# new male betta a killer



## mousey (Jan 18, 2005)

got a very small male betta. Put him in the guppy tank and he was good for a few weeks. then I noticed a couple of guppies were missing- one each night. Did a check one night with a flashlight and there was this little betta with a guppy crosswise in his mouth thrashing it around. Managed to get the guppy away from him and get him jarred up for the night. Guppy has recovered except his top fin is missing . Betta now resides alone. He is about 1/2 the size of a normal male but boy does he have a temper.


----------



## funlad3 (Oct 9, 2010)

How do you always manage to have all of the fish problems, Mousey?


----------



## Betta man (Mar 25, 2011)

lol! I've never heard of that! I feel that way sometimes! I feel like that sometimes when I do everything right and it doesn't work!


----------



## mousey (Jan 18, 2005)

I tend to verbalize the problems in the hopes that others may learn from my experiences. I could tell you about the tanks that are doing well if you like.

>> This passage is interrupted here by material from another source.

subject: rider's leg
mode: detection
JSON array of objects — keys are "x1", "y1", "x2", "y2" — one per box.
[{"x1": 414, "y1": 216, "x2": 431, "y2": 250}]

Ok My big blue betta in the 15 gallon community tank is doing well. he does not disagree with any other fish but prefers to entertain himself by flaring at his reflection. 
My ottos are doing well an are constantly busy. My plants are all doing well and I need to thin them out yet again.My gouramis are getting huge and are peceful in their community tanks.
Colors are developing nicely-- see makes for boring reading and anyone wondering if they are the only ones having problems are not going to learn that things happen in tanks that are unexpected or are potential problems.
male bettas and guppies have usually been ok for me. This betta ids different, so the potential is there for others to learn that some bettas are killers.


----------



## funlad3 (Oct 9, 2010)

Oh, I see!


----------



## Betta man (Mar 25, 2011)

Yeah, If I had a success story, I'd share it.


----------



## Toshogu (Apr 24, 2009)

lol mousy been a long while. yes, you do run into problems alot =)


----------



## Obsidian (May 20, 2007)

I think that guppies would be a poor choice of tank mate as they tend to have more flowing fins, which to the betta says "opponent."

Watch out for the little things, they bite your toes and take you down!


----------



## mousey (Jan 18, 2005)

he is not much better with anything else either. Platies are out as are tetras. he is just a nasty little sod. Good thing all the other bettas i have are tolerant of tank mates.


----------